London's escalating love affair with giddying views will reach a new height this year. Starting in November, up to 6,000 workers will move their swivel chairs and espresso machines into the highest offices in Britain, in the Leadenhall Building.
Workers in the £225 million (HK$2.9 billion), 225-metre skyscraper - nicknamed the Cheesegrater - will be hurtled skywards at a stomach-dropping 29km/h in fully glazed lifts. Desks will look down on the Gherkin, the roof deck of Tower 42 and across the Thames to the viewing decks of the Shard, the only taller building in Britain.
But this is more than just another notch on London's priapic skyline - soon to see the addition of the Scalpel and the Helter Skelter, which will overshadow the Cheesegrater as the tallest building in the financial district.

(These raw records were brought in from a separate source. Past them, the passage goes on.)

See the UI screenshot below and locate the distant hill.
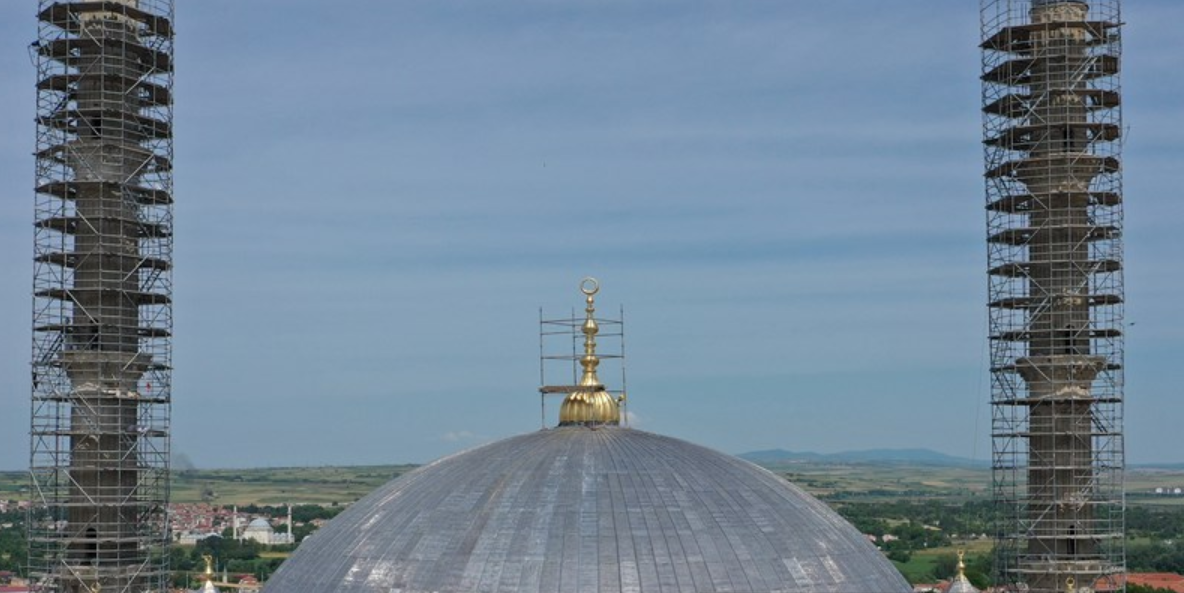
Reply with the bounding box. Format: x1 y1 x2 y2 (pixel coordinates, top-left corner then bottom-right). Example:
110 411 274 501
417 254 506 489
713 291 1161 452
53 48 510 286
739 449 986 468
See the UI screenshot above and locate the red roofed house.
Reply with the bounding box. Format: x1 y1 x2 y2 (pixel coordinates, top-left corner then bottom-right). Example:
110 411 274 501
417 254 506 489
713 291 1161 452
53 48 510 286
1094 573 1184 593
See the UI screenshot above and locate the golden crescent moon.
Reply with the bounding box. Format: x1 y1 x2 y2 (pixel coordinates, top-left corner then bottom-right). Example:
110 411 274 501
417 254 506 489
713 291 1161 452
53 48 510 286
580 276 600 296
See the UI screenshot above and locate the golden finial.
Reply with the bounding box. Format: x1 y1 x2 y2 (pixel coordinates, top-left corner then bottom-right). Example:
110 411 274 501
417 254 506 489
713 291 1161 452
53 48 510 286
559 277 620 425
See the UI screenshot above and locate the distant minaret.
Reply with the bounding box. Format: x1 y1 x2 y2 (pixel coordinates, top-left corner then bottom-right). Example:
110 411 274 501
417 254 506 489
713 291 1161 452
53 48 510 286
982 0 1125 593
28 0 173 593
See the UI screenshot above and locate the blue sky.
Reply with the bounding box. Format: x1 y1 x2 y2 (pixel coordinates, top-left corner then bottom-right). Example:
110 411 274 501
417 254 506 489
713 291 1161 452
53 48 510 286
0 0 1184 469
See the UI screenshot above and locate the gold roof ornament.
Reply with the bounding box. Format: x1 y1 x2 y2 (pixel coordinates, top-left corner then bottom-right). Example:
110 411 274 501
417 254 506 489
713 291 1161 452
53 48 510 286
946 549 978 593
559 277 620 426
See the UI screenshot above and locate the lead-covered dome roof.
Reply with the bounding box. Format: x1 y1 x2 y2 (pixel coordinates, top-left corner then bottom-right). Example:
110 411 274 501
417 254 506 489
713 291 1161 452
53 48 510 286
266 426 910 593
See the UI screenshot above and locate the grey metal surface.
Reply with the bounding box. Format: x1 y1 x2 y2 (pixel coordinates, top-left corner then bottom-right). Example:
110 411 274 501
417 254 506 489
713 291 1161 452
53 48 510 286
264 427 909 593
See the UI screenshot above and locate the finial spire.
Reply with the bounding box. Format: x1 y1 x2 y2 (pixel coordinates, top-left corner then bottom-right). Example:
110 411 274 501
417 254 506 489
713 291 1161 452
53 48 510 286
559 277 620 426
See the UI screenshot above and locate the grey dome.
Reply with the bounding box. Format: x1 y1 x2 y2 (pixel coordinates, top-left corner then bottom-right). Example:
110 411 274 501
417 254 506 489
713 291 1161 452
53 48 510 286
265 427 910 593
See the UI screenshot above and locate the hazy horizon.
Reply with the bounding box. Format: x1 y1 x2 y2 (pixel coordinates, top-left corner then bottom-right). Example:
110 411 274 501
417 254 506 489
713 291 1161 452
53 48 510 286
0 0 1184 470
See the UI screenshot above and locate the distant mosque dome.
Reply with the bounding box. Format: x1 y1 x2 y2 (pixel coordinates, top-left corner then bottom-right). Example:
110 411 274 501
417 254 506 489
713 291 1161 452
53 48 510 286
246 517 275 533
265 279 910 593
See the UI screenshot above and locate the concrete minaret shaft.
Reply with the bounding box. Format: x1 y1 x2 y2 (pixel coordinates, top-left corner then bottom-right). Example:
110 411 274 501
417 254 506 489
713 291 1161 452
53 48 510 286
983 0 1122 592
30 0 173 593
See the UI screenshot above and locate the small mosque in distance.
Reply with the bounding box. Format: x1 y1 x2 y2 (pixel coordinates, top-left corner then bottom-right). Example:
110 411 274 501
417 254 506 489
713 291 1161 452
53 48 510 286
264 278 910 593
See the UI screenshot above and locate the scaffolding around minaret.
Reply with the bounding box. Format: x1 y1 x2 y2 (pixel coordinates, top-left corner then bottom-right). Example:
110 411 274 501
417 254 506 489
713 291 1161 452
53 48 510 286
980 0 1125 593
28 0 174 593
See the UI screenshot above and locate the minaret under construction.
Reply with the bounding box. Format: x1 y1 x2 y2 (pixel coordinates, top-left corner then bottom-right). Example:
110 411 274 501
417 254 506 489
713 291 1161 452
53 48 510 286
982 0 1125 593
28 0 174 593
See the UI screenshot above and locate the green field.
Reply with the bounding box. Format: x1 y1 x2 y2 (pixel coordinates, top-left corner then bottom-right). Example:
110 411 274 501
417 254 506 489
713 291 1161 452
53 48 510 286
0 465 414 505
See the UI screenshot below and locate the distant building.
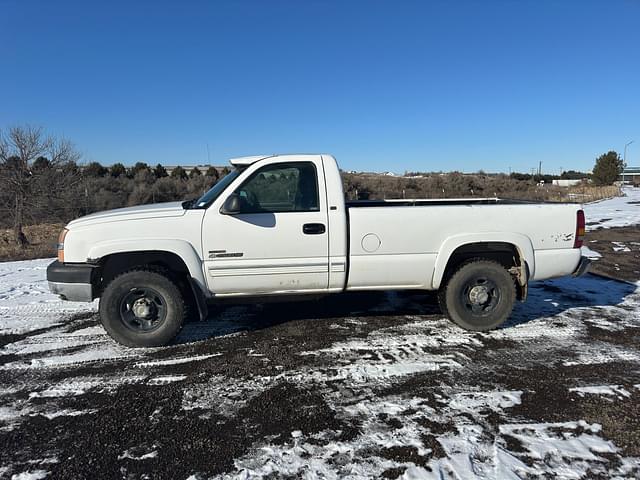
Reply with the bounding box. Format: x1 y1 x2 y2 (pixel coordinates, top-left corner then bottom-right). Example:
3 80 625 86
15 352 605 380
553 178 582 187
162 165 225 175
620 167 640 184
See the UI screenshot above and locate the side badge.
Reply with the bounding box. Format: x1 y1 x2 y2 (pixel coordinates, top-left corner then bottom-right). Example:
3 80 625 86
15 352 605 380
209 250 244 258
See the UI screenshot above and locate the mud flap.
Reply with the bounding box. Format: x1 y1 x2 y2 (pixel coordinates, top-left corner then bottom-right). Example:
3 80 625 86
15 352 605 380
188 275 209 321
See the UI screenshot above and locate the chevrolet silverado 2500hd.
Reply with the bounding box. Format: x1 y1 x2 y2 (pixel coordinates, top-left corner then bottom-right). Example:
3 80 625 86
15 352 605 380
47 155 588 346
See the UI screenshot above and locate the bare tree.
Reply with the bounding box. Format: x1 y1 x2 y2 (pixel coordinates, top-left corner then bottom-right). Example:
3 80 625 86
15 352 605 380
0 126 80 246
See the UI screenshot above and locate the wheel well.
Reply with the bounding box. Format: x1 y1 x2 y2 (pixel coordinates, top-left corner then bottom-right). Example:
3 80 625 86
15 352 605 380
94 251 189 294
441 242 529 300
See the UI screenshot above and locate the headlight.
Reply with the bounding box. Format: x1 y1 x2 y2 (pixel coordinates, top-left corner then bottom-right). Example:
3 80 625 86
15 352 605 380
58 228 69 263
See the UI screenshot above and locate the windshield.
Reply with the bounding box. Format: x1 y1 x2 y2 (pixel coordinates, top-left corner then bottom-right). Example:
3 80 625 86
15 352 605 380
192 168 242 208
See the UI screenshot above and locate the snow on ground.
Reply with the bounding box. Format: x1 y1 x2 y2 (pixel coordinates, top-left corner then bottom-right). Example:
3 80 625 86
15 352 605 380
0 260 640 479
0 258 97 335
584 187 640 230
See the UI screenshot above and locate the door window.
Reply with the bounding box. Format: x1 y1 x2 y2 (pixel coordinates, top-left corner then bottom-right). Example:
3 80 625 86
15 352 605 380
235 162 320 213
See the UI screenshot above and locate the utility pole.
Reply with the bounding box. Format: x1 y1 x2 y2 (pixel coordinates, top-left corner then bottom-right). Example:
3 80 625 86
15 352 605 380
622 140 633 167
622 140 633 183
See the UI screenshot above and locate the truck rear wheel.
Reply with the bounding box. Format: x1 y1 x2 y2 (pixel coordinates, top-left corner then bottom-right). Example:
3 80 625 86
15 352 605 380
100 270 185 347
438 259 516 331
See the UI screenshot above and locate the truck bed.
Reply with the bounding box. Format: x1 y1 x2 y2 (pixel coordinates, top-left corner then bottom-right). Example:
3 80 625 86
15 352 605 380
345 197 542 208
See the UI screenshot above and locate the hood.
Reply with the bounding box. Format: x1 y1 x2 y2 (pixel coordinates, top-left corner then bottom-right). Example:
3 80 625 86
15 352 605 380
67 202 185 228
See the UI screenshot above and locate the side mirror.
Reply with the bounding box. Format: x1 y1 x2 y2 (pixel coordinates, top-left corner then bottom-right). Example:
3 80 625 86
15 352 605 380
220 193 240 215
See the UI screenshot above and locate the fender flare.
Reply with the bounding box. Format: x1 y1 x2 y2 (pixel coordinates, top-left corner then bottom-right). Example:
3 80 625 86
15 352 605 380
431 232 535 290
89 238 209 294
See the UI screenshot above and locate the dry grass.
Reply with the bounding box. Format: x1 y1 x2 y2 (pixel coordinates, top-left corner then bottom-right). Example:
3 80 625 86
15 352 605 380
0 223 64 261
548 185 622 203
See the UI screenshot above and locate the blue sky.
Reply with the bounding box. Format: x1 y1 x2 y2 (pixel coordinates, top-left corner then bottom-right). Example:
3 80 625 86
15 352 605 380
0 0 640 173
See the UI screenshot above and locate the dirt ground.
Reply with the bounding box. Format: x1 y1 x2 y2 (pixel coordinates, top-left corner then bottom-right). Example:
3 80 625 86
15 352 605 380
0 227 640 480
585 225 640 282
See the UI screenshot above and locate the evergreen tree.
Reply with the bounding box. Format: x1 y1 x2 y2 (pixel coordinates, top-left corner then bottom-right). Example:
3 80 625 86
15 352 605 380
592 150 624 185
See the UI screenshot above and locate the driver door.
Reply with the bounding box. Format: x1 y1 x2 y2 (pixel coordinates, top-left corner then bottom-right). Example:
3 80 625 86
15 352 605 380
202 157 329 295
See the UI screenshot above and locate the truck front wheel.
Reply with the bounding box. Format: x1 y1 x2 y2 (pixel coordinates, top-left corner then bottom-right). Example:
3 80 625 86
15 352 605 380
438 259 516 331
100 270 185 347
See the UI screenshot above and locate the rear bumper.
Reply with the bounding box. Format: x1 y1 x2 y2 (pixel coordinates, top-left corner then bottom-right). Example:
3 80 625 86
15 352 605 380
572 257 591 277
47 260 97 302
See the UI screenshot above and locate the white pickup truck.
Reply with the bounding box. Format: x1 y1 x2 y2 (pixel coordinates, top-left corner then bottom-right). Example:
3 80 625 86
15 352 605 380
47 155 588 346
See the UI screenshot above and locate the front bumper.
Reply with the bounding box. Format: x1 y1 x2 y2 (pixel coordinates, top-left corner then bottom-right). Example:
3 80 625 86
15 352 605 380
572 257 591 277
47 260 97 302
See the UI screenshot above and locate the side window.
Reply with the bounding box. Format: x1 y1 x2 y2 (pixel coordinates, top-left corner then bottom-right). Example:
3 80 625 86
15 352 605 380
235 162 320 213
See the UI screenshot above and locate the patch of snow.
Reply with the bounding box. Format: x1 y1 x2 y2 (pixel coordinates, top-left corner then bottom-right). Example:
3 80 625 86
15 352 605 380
580 246 602 260
134 353 222 367
583 187 640 230
0 258 98 335
147 375 187 385
11 470 49 480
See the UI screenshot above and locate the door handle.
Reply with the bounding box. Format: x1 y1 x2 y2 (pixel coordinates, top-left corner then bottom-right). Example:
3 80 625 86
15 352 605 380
302 223 327 235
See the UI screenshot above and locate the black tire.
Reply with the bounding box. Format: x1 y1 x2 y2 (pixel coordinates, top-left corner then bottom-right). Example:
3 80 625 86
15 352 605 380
100 270 185 347
438 259 516 332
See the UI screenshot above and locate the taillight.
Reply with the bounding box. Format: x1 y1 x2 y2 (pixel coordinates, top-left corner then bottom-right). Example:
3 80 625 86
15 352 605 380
58 228 69 263
573 210 585 248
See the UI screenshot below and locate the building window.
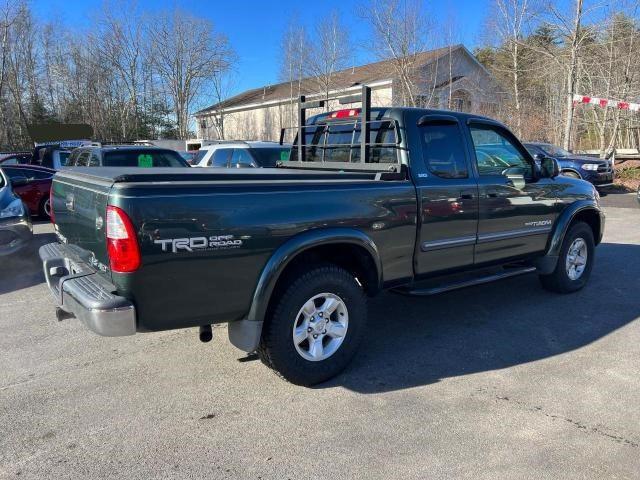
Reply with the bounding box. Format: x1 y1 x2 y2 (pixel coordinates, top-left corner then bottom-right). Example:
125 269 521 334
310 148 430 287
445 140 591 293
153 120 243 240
451 90 471 112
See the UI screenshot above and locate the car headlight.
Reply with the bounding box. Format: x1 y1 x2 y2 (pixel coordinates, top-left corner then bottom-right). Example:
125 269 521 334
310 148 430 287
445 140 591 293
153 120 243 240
582 163 600 172
0 198 24 218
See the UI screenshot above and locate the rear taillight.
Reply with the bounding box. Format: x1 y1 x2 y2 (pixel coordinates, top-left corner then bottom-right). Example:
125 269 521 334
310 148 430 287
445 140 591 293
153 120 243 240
49 188 56 223
107 205 140 273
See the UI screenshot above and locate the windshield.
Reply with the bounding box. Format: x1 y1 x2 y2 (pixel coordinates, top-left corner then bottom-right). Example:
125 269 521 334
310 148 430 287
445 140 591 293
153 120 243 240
540 144 571 157
103 149 189 168
59 151 71 167
251 147 291 168
193 150 209 165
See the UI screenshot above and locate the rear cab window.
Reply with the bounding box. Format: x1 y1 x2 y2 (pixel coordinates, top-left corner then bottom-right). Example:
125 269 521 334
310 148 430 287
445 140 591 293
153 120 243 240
231 148 257 168
209 148 233 168
102 149 189 168
250 146 291 168
420 121 469 179
291 115 398 163
469 125 533 178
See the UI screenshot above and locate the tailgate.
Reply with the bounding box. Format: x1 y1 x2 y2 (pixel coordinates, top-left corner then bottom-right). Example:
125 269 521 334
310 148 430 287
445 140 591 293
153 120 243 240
51 172 113 278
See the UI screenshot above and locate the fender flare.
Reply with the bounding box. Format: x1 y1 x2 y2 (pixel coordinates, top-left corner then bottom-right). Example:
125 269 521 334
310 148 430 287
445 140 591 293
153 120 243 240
229 227 383 352
535 199 604 274
560 167 584 179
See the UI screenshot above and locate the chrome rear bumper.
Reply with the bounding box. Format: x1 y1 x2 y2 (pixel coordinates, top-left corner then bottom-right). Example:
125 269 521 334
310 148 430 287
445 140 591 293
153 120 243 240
38 243 136 337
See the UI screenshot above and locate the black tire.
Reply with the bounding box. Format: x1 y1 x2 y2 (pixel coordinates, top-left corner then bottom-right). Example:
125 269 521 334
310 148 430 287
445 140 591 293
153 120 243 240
38 195 51 220
562 170 582 180
539 222 595 293
258 265 367 386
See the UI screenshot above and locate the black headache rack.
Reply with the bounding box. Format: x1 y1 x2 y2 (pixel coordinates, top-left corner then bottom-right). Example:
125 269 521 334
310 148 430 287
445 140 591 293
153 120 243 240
278 85 406 180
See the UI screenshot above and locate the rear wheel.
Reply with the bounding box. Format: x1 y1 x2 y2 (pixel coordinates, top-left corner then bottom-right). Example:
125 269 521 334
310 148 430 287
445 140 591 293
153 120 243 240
539 222 595 293
38 195 51 219
258 265 366 386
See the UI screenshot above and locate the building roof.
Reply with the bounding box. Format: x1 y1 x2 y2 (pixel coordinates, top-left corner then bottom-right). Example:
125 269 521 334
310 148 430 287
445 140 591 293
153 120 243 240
195 44 466 115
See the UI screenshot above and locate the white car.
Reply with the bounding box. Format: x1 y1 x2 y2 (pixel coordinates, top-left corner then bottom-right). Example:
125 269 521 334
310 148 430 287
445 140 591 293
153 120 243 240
192 141 291 168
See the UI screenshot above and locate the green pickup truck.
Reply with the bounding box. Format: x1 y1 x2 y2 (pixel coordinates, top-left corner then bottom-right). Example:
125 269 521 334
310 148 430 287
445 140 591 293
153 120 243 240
40 90 604 385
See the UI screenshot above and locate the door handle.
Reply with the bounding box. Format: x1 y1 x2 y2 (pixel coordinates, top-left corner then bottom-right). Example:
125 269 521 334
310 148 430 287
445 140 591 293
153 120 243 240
460 191 474 200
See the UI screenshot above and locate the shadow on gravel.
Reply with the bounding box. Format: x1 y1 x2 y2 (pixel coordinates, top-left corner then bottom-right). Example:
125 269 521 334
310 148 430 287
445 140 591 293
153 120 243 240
324 244 640 393
0 233 56 294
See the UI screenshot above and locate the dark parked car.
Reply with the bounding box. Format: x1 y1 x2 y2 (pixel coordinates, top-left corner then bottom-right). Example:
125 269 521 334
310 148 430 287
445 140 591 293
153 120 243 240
192 140 291 168
524 142 614 187
40 87 604 385
0 152 32 166
2 165 56 218
0 168 33 255
29 145 71 170
67 145 189 168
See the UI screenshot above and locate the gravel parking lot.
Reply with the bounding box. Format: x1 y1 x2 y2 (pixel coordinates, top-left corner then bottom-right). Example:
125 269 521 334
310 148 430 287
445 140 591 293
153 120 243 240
0 194 640 479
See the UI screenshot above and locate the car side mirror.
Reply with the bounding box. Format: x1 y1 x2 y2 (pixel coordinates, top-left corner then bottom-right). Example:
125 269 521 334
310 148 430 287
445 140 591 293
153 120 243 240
11 176 29 187
533 153 546 165
540 156 560 178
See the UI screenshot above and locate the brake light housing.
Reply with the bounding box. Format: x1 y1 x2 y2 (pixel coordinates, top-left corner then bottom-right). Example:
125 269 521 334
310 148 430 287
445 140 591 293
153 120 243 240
328 108 360 120
106 205 140 273
49 188 56 225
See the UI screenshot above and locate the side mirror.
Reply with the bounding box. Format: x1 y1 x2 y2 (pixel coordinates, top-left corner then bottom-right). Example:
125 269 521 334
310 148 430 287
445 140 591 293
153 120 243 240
11 176 29 187
540 157 560 178
533 153 546 165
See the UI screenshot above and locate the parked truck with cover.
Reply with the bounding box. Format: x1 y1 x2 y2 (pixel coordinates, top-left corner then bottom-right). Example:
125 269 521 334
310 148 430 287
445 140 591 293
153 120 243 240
40 87 604 385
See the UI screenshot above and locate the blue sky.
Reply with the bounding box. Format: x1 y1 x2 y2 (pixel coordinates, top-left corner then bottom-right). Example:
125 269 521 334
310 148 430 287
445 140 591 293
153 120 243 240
31 0 496 99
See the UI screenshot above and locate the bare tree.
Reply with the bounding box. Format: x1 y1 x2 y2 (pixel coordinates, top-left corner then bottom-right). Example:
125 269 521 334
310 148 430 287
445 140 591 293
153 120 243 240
97 2 144 140
489 0 533 135
149 9 231 138
360 0 428 106
305 12 352 104
279 16 311 128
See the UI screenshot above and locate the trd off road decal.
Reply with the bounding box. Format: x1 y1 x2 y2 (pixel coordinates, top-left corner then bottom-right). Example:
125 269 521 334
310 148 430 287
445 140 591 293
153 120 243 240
153 235 249 253
524 220 552 227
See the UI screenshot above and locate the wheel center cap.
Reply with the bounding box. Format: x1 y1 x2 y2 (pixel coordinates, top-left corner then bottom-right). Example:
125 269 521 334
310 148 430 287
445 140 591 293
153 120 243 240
311 320 324 335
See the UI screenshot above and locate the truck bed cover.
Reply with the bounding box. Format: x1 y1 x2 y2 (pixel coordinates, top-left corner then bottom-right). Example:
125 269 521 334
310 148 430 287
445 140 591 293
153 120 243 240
58 167 376 183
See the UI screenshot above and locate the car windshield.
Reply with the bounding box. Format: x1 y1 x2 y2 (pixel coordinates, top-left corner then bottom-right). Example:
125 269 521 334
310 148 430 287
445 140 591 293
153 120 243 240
193 150 209 165
103 149 189 167
251 147 291 167
540 144 571 157
59 150 71 167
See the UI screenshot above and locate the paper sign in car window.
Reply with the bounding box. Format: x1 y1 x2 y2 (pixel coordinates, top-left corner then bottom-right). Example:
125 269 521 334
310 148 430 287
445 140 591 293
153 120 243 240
138 153 153 168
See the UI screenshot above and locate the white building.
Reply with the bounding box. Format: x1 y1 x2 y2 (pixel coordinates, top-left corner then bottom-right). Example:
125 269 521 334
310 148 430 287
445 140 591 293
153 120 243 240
195 45 500 140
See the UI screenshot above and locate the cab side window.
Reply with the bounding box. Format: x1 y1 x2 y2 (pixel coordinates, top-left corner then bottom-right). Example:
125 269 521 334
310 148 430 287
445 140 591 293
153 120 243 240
209 148 233 168
231 148 255 168
420 121 469 179
469 125 533 178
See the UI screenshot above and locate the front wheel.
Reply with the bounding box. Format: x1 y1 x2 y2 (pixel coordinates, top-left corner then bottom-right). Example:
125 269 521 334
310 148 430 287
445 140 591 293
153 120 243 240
539 222 595 293
258 265 366 386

The Cheesegrater, at 122 Leadenhall Street, is directly across the road from the Lloyd's building, the Grade I-listed tangle of ducts and pipes recognised by some as a masterpiece of the hi-tech movement after it opened in 1986 and derided by others as looking like a misplaced oil refinery.
Both buildings were designed by Richard Rogers and bookend 30 years of one of the country's most celebrated star architects and British architecture itself. The buildings beg a question: is anything left of the radical vision of Lloyd's, or has British architecture become afraid to offend?
Graham Stirk is well placed to answer. This softly spoken architect began his career in 1983, aged 25, as a junior in Rogers' practice, designing brackets to hold those famous ducts and vents. Now, one of Rogers' senior partners, Stirk has overseen the design of Leadenhall. "I knew we would be compared," he says. "It is a terrifying prospect."